[Suggestion] FeedBrainz - A new MetaBrainz data project for feeds (Podcasts/News etc.)

ClipArtJoel · November 1, 2018, 5:10am

I have a suggestion for the MetaBrainz Foundation and any other developer interested. It’s a new project to store RSS feeds for podcasts or maybe news sites. I call it “FeedBrainz”.

What?
In my early phases of brain storming I imagine a MusicBrainz-like site, That contains podcast data (and news sites if we are game). We enter the name of the podcast like it is a release group and fill out a publisher/artist field. We add an official RSS feed link and we are (maybe) able to add secondary or old ones with disambiguation attached. For each show/news site, I think we would need hard categories to work out if it is a blog, news, audio or video feed. Sometime later it would be cool to have some sort of an episode/article scraper similar to gpodder.net.

Why?
Whenever I want a good data project around media, I immediately come to MetaBrainz. MusicBrainz is such a clean and (very) complete database of music with very good checks against duplicate items. The UX with MB is easy to navigate and even includes extra features for the user.

The fact is, we currently lack a good open-source data project around the idea of feeds and podcasts. The following below I list very good reasons why and make comparisons with gpodder.net, the current open-source database for podcasts.

The curated aspect of MeB means that duplicate RSS feeds (also a proliferation of dead/old ones) and unnamed shows will be easily fixed
The review system that CB has means we can easily leave reviews for podcasts. We could finally power open-source pod/news catching apps with open-source user reviews! This aspect has been very much missing. But if this project could happen, it would mean we no longer feel left out by the “leave a review on your podcast app” comment in shows.
Powering open-source news/podcast apps. With data from MeB we could have a flourishing market of FLOSS applications that handle news or podcasts. These apps could finally have an excellent “discover” tab based off user data in the project.

I don’t expect forward movement on this idea very quickly. But MeB has impressed me in the past with LB being released right around when I wanted good open-source listening data. What does everyone think?

–Joel

Freso · November 1, 2018, 9:38am

For audio based podcasts, those can already be (and are!) entered into MusicBrainz. For text based articles etc., those would (to my understanding) be very welcome on BookBrainz. Did you look into these options and do you still think an entirely new project needs to be created?

There is still a lot of discussion about how to do podcasts in MusicBrainz though, but maybe you can contribute to this discussion to get an outcome that works for your usecase?

dns_server · November 1, 2018, 10:27pm

Musicbrainz is generally against using bots to automatically add entries to the database.
The general argument is this would lower the quality and allow a lot more junk in the database.

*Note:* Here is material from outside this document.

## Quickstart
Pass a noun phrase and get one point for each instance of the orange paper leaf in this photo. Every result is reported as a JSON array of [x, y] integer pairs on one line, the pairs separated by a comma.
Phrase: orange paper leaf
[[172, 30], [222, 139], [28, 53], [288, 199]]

Instead of using musicbrainz as the database we could base this on messybrainz database as the place to store this data and allow extra metadata to be stored in that database or create a parallel project that is based on messybrainz id’s as the identifier.

I’ve thought about this before and created the below post with my ideas.
Feedbrainz would fit with my proposal.

ClipArtJoel · November 2, 2018, 12:10am

I don’t think MB is a good fit for audio/video podcasts. Since any app which would use such data would be entirely focused on the RSS feeds, not to mention the fact that the MusicBrainz database is mostly aimed at music releases. I think a separate data project collecting RSS feeds would be better. Also take into account that manually adding weekly shows into a database would become tiresome for a lot of podcasts.

BookBrainz could be a good project to add articles, but I think some else could be explored here with an RSS feed database.

Freso · November 2, 2018, 2:02pm

That might have been a fact prior to 2011’s NGS release (when MB was still mostly an advanced CDDB replacement). Since NGS MusicBrainz’s aim has been much more in line with its stated purpose (specifically: to be “the ultimate source of music information”), capturing a lot of things that are not “music releases” (e.g., works and events). It is still mostly about music, but that doesn’t mean we don’t capture other audio related information too. We’ve been gathering audiobook information for ages, long before NGS came around too.

We are already gathering podcast information and people are not discussing whether to capture this data about them, but rather how.

Aren’t RSS feeds basically just a way to encode series? My position in previous discussions on how (note: not if) to capture podcast information in MusicBrainz have been to collect them as stand-alone recordings collected in Series entities (e.g., like Wild Guesses).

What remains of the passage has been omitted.